UniIntervene: Agentic Intervention for Efficient Real-World Reinforcement Learning
2026-06-10 • Robotics
RoboticsMachine Learning
AI summaryⓘ
The authors present UniIntervene, a new system that helps robots learn better by reducing the need for constant human corrections during training. Instead of humans stepping in all the time, UniIntervene predicts when the robot is stuck in unproductive behavior and automatically guides it back to better actions. It does this by estimating the future value of actions and using past successful corrections to recover. Their tests showed UniIntervene improved success rates while cutting human involvement almost in half compared to earlier methods.
Human-in-the-loop reinforcement learningRobotic manipulationPolicy improvementIntervention modelAction-value estimationTemporal value-risk criticGoal-conditioned policyRecovery actionsUnproductive explorationReal-world reinforcement learning
Authors
Haoyuan Deng, Yitong Gao, Yudong Lin, Haichao Liu, Zhenyu Wu, Ziwei Wang
Abstract
Human-in-the-loop reinforcement learning (HiL-RL) has emerged as an effective paradigm for real-world robotic manipulation, enabling online policy improvement with human guidance. However, current HiL-RL frameworks remain intervention-intensive, relying on frequent human corrections to redirect the policy out of unproductive exploration, which incurs high labor cost and limits real-world scalability.

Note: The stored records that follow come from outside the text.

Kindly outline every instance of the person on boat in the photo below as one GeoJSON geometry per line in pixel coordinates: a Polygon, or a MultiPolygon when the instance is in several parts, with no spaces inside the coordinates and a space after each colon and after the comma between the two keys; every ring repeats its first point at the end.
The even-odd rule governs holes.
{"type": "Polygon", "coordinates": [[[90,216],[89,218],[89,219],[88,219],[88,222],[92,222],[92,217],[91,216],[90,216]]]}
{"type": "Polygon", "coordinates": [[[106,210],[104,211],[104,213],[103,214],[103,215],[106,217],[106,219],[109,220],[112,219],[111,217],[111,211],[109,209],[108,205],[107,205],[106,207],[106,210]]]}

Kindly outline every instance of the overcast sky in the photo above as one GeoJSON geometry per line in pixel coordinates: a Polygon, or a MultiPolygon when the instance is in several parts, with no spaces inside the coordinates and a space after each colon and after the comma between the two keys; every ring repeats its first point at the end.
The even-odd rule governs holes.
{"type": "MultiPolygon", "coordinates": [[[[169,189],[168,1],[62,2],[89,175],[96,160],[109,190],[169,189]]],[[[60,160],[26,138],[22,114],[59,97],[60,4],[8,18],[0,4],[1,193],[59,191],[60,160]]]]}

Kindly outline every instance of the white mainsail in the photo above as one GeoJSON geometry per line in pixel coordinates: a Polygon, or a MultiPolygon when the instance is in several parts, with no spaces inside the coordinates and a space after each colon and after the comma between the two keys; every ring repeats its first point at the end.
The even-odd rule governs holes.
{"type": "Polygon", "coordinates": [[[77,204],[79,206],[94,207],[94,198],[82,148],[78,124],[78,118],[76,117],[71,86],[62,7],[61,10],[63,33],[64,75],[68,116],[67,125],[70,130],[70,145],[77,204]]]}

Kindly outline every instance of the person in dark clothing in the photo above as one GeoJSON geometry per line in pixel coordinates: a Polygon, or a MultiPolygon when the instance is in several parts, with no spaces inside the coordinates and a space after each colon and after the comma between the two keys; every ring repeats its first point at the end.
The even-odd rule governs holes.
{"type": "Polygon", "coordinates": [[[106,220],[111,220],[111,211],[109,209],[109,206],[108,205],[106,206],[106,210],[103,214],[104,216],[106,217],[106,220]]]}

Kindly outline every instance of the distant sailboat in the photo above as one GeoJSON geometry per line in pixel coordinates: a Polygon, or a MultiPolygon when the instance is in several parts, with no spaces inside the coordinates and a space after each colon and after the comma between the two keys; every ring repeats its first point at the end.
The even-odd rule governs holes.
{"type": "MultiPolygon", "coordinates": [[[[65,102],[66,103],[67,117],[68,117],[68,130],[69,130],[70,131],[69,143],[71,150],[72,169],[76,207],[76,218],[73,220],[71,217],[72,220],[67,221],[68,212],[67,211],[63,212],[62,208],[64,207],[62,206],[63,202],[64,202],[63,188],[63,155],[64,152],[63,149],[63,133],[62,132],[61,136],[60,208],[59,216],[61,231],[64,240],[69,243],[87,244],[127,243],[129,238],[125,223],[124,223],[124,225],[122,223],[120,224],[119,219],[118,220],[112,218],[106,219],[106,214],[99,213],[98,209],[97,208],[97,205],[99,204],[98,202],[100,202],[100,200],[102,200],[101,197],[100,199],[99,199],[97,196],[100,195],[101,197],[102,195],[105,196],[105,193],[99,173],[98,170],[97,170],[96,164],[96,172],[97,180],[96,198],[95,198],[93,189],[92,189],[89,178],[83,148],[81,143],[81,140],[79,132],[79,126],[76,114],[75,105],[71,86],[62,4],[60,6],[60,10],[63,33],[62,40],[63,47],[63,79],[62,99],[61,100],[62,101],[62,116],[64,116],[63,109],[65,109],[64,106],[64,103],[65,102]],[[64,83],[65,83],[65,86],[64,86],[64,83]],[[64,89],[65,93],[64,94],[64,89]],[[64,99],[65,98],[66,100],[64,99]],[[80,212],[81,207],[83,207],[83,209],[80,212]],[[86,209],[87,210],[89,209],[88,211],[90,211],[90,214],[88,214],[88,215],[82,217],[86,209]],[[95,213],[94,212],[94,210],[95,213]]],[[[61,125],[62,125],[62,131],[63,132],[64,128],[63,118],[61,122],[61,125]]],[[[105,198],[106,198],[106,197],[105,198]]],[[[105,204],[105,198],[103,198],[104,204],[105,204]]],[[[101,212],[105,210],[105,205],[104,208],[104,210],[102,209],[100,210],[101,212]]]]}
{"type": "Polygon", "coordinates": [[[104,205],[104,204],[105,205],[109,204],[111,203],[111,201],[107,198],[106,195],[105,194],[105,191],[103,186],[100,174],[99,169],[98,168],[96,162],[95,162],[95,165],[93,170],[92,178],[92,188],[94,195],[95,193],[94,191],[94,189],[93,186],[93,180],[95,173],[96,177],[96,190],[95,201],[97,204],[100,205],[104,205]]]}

To address this, we propose UniIntervene, an agentic intervention model that detects unproductive exploration and autonomously recovers the policy toward high-value states, taking over the bulk of interventions from human operators. Specifically, UniIntervene first performs future-conditioned action-value estimation, predicting the latent consequence of the current action and evaluating its induced value, which provides a more stable progress signal. Building on this, a temporal value-risk critic aggregates recent value dynamics and triggers intervention when the estimated value exhibits sustained stagnation or degradation. When intervention is required, UniIntervene retrieves a high-value recovery target from a memory of past intervention episodes and produces executable corrective actions through a goal-conditioned recovery policy. In this way, UniIntervene turns intervention from passive human correction into a value-aware recovery process for efficient real-world RL. Extensive experiments on diverse real-world manipulation tasks demonstrate that UniIntervene improves the average success rate by 8.6% while reducing human interventions by 57% relative to state-of-the-art HiL-RL baselines.